Abstract
We look at the relationship between the number of assignments, the length of international assignment experience, the type of employer commissioning the international assignment, the individual's career stage at the first assignment, and career advancement: the time that the executives took to be appointed to the CEO position from the start of their career. Our sample of 1001 chief executives, based in 23 countries and affiliated with the 500 largest corporations in Europe and the 500 largest in the United States, allows us to examine important individual- and organization-level contingencies that affect the relationship between international assignment experience and career advancement. We find that international experience slows the executives' ascent to the top, longer assignments and a larger number of assignments being detrimental to their speed of ascent to top corporate positions. Further, international assignments at corporations other than the CEOs' current employer and assignments taken at later stages of executives' careers damage career advancement.
Acknowledgements
We thank the participants of the EGOS 2007 conference in Vienna for their feedback on this article. Comments from Yehuda Baruch, Samy Dana, Michael Dickmann, Luis Gomez-Mejia, Konstantin Korotov, Julia Richardson and the anonymous reviewer are also greatly appreciated. Monika Hamori is grateful to the Spanish Ministry of Education and Science for providing the SEJ2006-10915/ECON grant and also the European Commission for providing the Marie Curie International Reintegration grant.
Notes
1. To address this issue, we have collected additional data for 91 randomly-chosen CEOs in our sample from the website www.zoominfo.com., which provides biographical information on managers and executives. Besides the biographies, the website also provides the number of ‘references’ or information sources that it used to generate the biography for each executive. The more references are used to create the biography of an executive, the greater is the likelihood that the biographical information on the executive is accurate and the problem of undercounting international assignments does not exist.
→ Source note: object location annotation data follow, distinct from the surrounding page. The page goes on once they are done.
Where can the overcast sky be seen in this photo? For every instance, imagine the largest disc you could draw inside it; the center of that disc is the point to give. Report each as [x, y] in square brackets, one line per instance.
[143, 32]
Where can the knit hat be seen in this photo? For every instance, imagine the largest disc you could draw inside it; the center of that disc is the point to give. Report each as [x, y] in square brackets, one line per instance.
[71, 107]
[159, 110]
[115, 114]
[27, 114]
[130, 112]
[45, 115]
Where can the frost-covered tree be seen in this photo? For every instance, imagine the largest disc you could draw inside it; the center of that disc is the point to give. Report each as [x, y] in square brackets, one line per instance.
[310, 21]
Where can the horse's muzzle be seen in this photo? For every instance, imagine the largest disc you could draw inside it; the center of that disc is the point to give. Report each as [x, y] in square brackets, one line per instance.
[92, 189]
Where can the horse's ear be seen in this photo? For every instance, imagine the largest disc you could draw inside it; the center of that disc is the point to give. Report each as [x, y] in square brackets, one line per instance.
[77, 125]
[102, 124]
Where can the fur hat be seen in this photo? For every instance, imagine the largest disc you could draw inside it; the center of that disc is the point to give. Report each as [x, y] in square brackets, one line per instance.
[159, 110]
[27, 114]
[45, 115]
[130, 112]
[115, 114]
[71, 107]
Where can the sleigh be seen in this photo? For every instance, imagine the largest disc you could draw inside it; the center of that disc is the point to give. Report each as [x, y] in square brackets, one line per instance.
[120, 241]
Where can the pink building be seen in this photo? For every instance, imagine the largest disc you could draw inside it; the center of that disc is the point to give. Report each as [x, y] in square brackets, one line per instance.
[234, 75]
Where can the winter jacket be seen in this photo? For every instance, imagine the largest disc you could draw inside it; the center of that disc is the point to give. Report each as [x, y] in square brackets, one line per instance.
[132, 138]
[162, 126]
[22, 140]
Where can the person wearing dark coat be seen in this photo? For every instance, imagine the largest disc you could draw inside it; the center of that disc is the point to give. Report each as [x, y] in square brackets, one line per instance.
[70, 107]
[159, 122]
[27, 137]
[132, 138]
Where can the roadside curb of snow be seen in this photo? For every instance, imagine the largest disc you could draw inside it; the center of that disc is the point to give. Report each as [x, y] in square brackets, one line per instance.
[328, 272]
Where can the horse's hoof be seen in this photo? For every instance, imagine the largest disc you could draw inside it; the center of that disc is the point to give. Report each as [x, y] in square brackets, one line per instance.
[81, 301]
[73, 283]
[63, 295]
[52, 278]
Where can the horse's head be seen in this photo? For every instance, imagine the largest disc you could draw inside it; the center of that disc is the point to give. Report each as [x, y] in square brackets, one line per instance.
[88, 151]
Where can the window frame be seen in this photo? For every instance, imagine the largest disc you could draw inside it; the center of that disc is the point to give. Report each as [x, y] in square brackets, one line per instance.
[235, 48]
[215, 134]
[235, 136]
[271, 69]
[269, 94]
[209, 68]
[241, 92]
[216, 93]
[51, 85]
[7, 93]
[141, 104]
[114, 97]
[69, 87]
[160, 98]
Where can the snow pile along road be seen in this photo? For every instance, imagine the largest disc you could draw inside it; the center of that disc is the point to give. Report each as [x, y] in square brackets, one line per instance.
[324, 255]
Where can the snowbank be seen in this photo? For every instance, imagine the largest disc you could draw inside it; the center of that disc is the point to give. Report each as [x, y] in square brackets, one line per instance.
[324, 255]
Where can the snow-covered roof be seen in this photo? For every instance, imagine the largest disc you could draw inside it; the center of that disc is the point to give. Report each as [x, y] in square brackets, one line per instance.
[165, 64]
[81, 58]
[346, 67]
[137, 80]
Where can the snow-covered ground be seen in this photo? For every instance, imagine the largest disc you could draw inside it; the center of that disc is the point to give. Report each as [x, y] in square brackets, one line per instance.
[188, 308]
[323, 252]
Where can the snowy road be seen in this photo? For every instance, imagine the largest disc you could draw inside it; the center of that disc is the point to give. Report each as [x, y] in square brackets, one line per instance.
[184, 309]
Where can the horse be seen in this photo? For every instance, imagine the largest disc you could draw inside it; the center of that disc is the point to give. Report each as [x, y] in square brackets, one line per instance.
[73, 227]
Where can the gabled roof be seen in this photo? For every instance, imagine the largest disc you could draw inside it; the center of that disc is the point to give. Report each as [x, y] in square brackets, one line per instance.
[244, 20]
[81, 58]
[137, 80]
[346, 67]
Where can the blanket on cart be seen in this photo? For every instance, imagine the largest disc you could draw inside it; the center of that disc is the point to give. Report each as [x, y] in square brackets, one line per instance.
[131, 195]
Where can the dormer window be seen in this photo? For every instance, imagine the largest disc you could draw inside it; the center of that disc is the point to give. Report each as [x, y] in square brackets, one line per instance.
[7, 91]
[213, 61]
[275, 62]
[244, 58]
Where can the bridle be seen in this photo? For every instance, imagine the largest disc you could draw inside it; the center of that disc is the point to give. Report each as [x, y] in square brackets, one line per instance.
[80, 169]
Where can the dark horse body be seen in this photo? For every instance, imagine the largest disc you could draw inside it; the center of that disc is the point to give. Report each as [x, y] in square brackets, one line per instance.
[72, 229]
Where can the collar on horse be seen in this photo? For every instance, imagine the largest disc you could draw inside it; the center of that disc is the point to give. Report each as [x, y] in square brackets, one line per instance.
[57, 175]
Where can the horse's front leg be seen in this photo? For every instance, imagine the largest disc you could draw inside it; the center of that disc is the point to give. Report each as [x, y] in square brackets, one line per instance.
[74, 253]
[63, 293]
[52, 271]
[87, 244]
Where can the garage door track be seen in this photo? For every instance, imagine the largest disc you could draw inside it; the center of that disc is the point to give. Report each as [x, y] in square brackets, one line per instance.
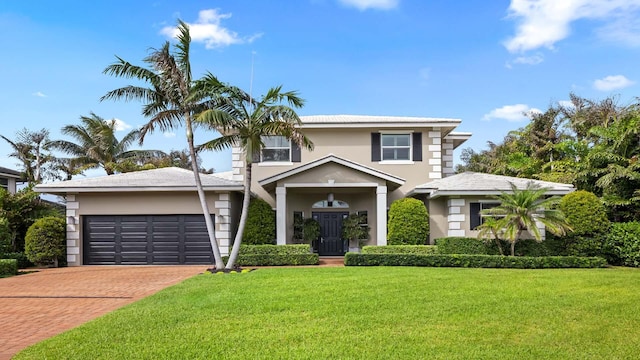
[36, 306]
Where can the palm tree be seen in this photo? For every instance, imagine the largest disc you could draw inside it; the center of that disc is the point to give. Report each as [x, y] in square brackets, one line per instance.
[97, 145]
[170, 100]
[521, 209]
[244, 122]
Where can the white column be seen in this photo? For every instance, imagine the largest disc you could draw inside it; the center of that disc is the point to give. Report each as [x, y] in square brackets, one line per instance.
[381, 215]
[281, 215]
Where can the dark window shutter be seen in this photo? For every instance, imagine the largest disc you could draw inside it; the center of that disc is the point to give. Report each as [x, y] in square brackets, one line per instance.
[474, 215]
[375, 147]
[296, 154]
[417, 146]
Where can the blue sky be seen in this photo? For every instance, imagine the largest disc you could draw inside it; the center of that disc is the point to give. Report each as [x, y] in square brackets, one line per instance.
[485, 62]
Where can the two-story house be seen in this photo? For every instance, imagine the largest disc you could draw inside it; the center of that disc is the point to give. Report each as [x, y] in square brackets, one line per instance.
[360, 164]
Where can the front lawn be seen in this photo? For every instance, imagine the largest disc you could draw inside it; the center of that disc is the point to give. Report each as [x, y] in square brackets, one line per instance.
[371, 313]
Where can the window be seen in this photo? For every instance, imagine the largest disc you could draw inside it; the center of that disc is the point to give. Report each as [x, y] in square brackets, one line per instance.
[276, 149]
[475, 216]
[396, 147]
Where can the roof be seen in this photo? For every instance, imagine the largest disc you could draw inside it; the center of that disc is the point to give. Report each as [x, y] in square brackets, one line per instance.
[163, 179]
[4, 172]
[472, 183]
[333, 159]
[328, 121]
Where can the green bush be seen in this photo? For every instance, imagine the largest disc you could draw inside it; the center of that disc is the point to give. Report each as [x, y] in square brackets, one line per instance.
[294, 249]
[461, 245]
[475, 261]
[261, 224]
[622, 244]
[276, 260]
[408, 222]
[401, 249]
[45, 240]
[8, 267]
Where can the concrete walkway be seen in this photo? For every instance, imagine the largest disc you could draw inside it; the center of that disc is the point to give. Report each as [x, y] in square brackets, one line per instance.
[36, 306]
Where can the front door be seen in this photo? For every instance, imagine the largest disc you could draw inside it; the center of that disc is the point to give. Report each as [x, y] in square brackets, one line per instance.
[330, 242]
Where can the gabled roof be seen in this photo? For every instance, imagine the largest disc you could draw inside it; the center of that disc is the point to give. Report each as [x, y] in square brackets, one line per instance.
[472, 183]
[337, 160]
[163, 179]
[330, 121]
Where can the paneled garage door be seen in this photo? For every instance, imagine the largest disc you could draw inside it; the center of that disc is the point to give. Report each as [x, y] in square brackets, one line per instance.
[146, 239]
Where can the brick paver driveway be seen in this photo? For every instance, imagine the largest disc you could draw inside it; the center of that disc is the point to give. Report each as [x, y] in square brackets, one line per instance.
[36, 306]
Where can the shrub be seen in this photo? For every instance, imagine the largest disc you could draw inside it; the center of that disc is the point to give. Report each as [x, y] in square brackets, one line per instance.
[408, 222]
[261, 223]
[8, 267]
[461, 245]
[45, 240]
[475, 261]
[401, 249]
[622, 244]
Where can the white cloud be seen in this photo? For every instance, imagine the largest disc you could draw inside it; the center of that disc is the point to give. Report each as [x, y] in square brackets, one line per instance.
[363, 5]
[512, 113]
[121, 125]
[542, 23]
[612, 82]
[208, 30]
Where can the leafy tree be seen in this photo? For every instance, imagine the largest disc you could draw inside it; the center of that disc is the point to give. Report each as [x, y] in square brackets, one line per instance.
[521, 209]
[408, 222]
[170, 100]
[244, 122]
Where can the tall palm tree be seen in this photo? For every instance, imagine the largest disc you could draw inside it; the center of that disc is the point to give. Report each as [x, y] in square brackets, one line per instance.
[520, 209]
[170, 100]
[244, 122]
[97, 145]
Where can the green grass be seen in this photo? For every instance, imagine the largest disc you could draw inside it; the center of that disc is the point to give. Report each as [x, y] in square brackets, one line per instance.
[371, 313]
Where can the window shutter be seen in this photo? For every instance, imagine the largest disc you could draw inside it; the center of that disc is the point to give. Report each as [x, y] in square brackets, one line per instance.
[417, 146]
[474, 215]
[296, 154]
[375, 147]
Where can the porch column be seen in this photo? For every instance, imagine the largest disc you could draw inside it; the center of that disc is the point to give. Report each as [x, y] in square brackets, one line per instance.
[381, 215]
[281, 215]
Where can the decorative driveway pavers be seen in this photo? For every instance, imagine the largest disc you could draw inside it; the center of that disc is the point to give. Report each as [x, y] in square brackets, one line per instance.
[36, 306]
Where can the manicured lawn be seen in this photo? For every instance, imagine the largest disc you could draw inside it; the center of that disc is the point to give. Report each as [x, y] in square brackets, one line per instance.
[371, 313]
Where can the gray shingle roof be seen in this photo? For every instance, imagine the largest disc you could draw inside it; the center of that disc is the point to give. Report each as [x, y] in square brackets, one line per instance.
[472, 183]
[163, 179]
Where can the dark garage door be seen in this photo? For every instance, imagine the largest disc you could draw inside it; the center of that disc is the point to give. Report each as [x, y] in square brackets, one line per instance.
[146, 239]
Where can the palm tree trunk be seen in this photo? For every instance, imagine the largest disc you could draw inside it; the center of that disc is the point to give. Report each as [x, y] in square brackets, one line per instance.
[243, 218]
[211, 231]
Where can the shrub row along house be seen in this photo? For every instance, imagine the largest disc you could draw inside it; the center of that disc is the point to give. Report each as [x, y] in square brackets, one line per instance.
[360, 164]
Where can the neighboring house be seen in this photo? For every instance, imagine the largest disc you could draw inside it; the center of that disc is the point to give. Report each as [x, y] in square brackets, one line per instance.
[8, 179]
[360, 164]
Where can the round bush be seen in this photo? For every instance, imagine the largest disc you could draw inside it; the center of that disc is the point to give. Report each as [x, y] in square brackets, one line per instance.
[408, 223]
[261, 224]
[45, 240]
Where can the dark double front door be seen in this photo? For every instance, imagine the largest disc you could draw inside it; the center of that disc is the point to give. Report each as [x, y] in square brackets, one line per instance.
[330, 242]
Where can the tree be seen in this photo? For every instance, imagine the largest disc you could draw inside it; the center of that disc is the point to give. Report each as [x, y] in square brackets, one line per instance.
[244, 122]
[170, 100]
[522, 209]
[97, 146]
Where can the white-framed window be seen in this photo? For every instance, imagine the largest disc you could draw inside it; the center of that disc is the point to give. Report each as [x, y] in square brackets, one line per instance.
[276, 149]
[395, 147]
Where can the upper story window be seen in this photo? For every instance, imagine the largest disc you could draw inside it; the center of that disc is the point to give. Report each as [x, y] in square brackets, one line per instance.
[396, 147]
[276, 149]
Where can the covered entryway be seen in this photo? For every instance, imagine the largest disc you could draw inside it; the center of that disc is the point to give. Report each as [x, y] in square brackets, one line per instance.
[146, 240]
[331, 242]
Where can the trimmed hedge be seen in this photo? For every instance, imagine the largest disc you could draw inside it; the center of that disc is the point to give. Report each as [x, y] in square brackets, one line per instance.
[276, 260]
[401, 249]
[473, 261]
[293, 249]
[8, 267]
[461, 245]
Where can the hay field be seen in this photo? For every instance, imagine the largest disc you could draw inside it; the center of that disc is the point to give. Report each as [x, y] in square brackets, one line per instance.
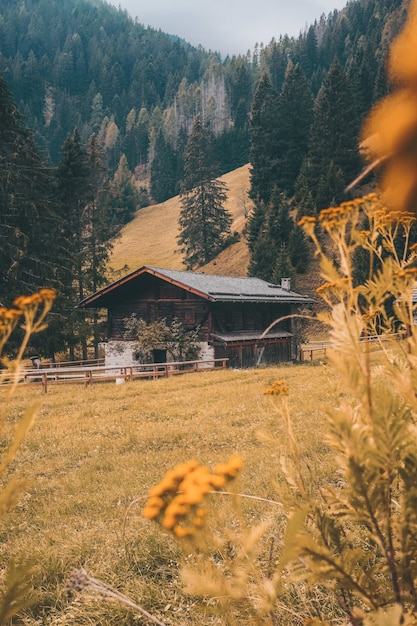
[93, 451]
[150, 238]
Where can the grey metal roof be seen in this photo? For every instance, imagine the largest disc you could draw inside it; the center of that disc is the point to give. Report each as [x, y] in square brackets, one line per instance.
[250, 336]
[212, 287]
[228, 288]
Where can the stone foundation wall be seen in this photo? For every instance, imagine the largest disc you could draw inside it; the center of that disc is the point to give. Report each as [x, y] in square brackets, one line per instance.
[123, 353]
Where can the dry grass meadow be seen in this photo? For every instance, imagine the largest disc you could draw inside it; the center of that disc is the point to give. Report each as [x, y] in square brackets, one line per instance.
[93, 451]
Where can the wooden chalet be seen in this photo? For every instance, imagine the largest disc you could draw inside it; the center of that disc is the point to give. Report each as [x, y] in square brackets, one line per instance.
[230, 313]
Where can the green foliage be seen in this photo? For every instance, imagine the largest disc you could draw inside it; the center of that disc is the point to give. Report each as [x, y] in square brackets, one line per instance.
[204, 222]
[15, 588]
[180, 344]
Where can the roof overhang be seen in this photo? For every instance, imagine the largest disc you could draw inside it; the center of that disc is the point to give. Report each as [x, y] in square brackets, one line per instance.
[94, 300]
[251, 337]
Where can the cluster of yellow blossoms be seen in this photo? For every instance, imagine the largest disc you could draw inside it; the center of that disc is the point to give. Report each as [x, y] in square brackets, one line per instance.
[180, 494]
[278, 388]
[28, 307]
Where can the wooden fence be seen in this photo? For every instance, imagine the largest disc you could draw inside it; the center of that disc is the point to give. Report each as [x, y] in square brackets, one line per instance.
[309, 350]
[100, 373]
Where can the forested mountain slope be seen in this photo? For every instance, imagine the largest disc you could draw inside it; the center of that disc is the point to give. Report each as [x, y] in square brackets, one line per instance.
[150, 238]
[96, 120]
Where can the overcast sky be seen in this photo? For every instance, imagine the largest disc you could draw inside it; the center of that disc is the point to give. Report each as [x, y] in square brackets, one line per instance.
[228, 26]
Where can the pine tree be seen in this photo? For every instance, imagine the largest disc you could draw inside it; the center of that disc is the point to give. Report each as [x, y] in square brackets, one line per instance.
[98, 242]
[163, 170]
[124, 197]
[264, 150]
[267, 236]
[332, 160]
[204, 223]
[74, 194]
[29, 225]
[295, 115]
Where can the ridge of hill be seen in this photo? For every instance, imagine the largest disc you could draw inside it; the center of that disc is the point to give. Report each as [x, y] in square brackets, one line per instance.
[151, 237]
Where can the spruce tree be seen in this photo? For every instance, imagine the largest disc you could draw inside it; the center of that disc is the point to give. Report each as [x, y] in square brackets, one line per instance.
[29, 225]
[74, 194]
[124, 197]
[204, 223]
[267, 236]
[332, 159]
[163, 170]
[295, 115]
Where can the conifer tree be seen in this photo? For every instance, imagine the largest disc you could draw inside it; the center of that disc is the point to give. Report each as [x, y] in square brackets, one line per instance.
[294, 116]
[74, 194]
[163, 170]
[29, 225]
[332, 160]
[264, 152]
[124, 197]
[204, 223]
[269, 234]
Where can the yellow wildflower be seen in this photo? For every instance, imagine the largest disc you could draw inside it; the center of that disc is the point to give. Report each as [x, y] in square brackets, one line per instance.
[178, 496]
[278, 388]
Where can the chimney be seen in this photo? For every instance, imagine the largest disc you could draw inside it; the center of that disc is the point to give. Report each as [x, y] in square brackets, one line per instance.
[286, 284]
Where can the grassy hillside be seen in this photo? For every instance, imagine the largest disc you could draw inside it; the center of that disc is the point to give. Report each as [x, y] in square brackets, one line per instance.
[150, 239]
[93, 451]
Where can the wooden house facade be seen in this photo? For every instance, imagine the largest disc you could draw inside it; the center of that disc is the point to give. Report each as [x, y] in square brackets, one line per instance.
[231, 314]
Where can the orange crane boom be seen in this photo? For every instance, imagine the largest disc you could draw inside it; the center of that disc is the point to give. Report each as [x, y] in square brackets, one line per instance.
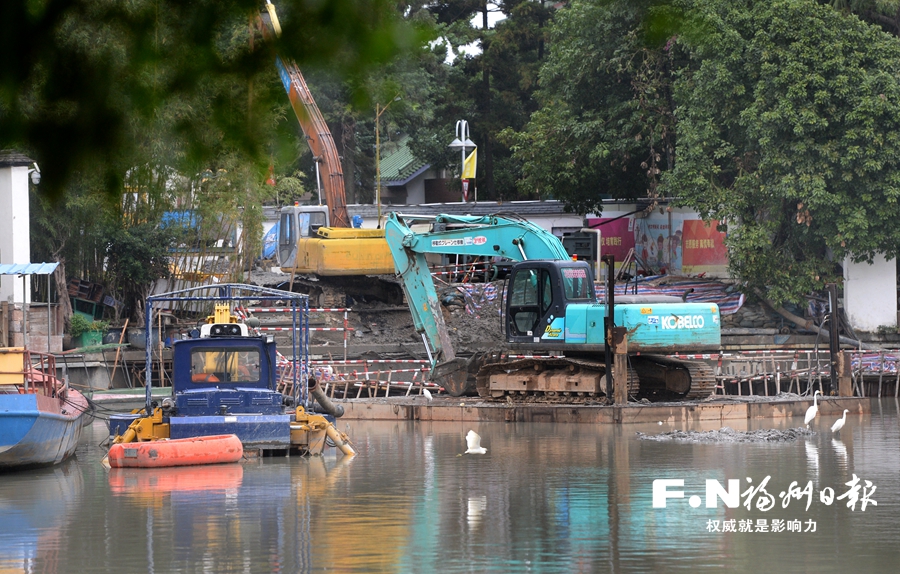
[314, 127]
[318, 136]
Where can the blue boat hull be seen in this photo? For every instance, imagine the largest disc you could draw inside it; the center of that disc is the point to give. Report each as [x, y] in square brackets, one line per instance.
[32, 434]
[255, 431]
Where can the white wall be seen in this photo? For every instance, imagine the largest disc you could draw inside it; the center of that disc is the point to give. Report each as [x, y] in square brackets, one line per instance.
[870, 293]
[15, 242]
[415, 190]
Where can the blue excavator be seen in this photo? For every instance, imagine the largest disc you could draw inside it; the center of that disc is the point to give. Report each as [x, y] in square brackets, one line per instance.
[550, 308]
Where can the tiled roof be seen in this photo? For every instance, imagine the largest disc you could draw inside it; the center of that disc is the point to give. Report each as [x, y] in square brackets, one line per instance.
[10, 158]
[398, 165]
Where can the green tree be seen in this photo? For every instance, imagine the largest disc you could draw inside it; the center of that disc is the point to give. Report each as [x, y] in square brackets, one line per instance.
[788, 133]
[775, 118]
[89, 77]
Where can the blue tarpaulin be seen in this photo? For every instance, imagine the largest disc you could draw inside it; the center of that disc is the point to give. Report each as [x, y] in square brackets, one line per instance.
[28, 268]
[270, 242]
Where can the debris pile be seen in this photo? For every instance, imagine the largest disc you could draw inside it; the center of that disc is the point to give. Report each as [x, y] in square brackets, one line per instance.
[729, 435]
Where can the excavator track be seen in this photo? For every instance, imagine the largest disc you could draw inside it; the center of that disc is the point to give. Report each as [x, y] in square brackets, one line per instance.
[577, 380]
[546, 380]
[667, 377]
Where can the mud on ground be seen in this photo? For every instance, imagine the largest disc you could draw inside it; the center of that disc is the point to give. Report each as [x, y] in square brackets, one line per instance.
[471, 312]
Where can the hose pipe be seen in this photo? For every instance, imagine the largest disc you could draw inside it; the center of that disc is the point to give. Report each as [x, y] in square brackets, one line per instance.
[337, 411]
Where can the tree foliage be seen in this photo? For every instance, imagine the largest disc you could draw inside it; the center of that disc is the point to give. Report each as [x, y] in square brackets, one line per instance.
[788, 131]
[777, 119]
[89, 78]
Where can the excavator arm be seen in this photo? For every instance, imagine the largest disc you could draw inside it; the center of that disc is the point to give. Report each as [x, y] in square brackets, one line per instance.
[487, 236]
[318, 136]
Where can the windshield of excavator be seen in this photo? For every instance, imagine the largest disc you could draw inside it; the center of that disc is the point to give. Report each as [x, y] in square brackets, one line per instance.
[577, 283]
[221, 365]
[316, 220]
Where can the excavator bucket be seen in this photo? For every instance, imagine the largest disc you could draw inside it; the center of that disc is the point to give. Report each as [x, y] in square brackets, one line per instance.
[453, 375]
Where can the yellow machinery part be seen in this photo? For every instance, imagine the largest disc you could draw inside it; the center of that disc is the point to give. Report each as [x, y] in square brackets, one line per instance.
[145, 429]
[344, 252]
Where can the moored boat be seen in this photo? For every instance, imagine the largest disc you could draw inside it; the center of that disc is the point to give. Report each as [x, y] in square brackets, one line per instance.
[177, 452]
[40, 416]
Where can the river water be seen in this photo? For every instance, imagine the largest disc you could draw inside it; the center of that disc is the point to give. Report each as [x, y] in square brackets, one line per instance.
[545, 498]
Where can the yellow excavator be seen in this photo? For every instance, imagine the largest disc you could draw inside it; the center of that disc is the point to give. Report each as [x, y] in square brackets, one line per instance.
[319, 239]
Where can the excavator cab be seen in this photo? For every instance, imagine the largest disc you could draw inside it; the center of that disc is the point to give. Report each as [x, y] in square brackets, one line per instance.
[298, 222]
[539, 292]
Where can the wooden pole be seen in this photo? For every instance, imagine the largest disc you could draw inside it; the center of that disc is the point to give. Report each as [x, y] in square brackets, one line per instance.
[620, 367]
[119, 351]
[845, 376]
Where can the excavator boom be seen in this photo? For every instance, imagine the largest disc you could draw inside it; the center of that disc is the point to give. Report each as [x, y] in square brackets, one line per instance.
[550, 306]
[318, 136]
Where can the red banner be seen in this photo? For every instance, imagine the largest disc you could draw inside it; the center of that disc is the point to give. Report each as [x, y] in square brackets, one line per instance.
[617, 236]
[704, 247]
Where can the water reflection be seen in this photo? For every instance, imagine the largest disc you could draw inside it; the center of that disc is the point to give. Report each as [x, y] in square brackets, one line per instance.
[545, 497]
[34, 518]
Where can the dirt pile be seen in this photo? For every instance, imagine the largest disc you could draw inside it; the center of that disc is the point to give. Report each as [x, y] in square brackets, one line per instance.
[727, 434]
[471, 313]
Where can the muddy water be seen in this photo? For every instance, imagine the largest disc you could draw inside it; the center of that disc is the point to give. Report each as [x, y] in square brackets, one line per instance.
[545, 498]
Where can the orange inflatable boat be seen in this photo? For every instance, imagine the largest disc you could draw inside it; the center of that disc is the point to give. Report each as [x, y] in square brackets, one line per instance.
[177, 452]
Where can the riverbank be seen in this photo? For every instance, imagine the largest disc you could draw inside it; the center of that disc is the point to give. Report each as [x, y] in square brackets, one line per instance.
[721, 409]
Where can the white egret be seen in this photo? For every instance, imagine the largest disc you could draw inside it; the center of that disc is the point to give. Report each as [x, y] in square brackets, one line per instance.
[839, 424]
[473, 442]
[811, 411]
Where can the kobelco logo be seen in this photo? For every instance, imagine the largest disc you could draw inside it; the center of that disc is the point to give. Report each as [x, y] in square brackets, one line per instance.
[682, 322]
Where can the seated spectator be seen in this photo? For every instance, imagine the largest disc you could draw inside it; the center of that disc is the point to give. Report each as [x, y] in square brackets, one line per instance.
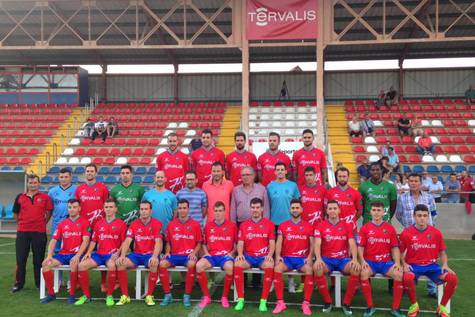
[354, 127]
[452, 187]
[470, 95]
[425, 145]
[404, 125]
[112, 127]
[100, 129]
[363, 171]
[436, 188]
[88, 128]
[368, 126]
[393, 160]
For each of the 91 CEOs, we first collected the number of information sources that were used to generate the biographies. Based on the number of information sources, we sorted the CEOs into four groups of equal size. Then, we ran one-way ANOVA to see if there are differences between the four groups with respect to the four key variables we use in our study: international experience (0/1), length of international experience, the number of international assignments and age at first assignment. Results available from the authors upon request show that there are no significant between-group differences between the four groups for any of these key variables. As we tested these relationships by increasing the number of groups to seven, the results still held.